Investigators also found a container of gasoline, 20 feet of safety fuse and an electric drill, which Hoffer said could be used to drill holes in the pipe so fuses could be attached.
'Obviously, that raised the hackles of law enforcement in South Carolina,' Hoffer said. 'That's why we're here.'
Both men are charged with transporting explosives without a permit, relating to the stuffed PVC pipes deputies have described as pipe bombs. Hoffer conceded in court, however, that the devices, while explosive, were not pipe bombs and were not 'destructive devices' under the law.
Allen maintained that the filled PVC pipes couldn't do much damage because there were no caps and no metallic material that could serve as shrapnel.
Mohamed also is charged with demonstrating how to make explosives with the intent of helping terrorists. That charge evidently refers to the video, which Hoffer said Mohamed admitted making in his home in July using a camcorder. Hoffer said Mohamed posted the video on YouTube under another name. It shows Mohamed from the chest down standing in front of a tabletop and taking apart a radio-controlled toy car and pulling a wire from the remote control.
Speaking later from Cairo, Mohamed's father, Abdel Latif Sherif, said his son is being framed.
'This was created and put on his computer to blame him,' Sherif said. 'I can take a computer and put anything on it. They are making this up to make him look bad.'...
Under the passenger seat of the car in South Carolina, deputies found ammunition, said Hoffer, but no firearms.
Hoffer said investigators also searched a commercial storage facility. Inside they found a .22-caliber rifle that Megahed had purchased lawfully. Hoffer said Megahed recently tried to purchase a handgun.
Also in the storage facility were welding supplies and scuba diving equipment.
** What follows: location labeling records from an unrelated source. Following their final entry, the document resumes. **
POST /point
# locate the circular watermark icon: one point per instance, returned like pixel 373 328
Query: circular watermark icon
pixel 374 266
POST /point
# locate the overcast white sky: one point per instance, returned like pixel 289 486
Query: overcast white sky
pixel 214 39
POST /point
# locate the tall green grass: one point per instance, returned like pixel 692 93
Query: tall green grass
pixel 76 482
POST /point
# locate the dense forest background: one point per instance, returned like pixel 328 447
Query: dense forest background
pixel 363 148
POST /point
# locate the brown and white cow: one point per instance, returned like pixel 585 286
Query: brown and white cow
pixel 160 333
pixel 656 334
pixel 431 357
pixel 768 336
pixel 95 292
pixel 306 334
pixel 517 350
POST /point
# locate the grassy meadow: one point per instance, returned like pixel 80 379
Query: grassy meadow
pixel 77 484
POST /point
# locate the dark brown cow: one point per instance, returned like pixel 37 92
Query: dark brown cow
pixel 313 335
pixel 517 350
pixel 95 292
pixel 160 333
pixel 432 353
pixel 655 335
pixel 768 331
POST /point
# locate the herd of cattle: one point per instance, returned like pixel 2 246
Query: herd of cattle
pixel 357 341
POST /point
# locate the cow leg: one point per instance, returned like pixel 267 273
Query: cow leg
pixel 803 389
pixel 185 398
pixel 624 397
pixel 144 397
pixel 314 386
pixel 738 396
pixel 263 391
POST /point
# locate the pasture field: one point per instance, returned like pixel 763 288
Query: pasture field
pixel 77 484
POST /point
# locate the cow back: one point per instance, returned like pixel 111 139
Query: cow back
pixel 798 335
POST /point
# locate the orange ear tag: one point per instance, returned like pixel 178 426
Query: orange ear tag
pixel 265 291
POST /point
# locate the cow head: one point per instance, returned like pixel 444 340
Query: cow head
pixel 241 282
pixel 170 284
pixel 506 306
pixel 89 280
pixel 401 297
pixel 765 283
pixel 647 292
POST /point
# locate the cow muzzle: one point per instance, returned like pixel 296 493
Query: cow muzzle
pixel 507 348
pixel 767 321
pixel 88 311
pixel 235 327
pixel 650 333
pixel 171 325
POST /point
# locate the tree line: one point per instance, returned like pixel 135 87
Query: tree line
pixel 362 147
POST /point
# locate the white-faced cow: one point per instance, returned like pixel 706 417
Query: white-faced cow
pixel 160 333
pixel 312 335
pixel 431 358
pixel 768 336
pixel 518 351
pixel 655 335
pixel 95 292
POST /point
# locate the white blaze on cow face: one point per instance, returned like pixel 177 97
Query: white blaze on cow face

Hoffer said Megahed has skill as a welder, so there could be a legitimate reason for those items.
The prosecutor said that when deputies questioned Megahed, he initially denied knowing about 'these rockets or fireworks in the trunk.' But when both defendants were put in the back seat of a patrol vehicle, their conversation in Arabic secretly was recorded, Hoffer said.
A translation summary of the recording shows Megahed asking about what happened to the explosives, Hoffer said, which the prosecutor said shows Megahed was aware of what was in the trunk. The car, Hoffer said, was registered to Megahed's brother.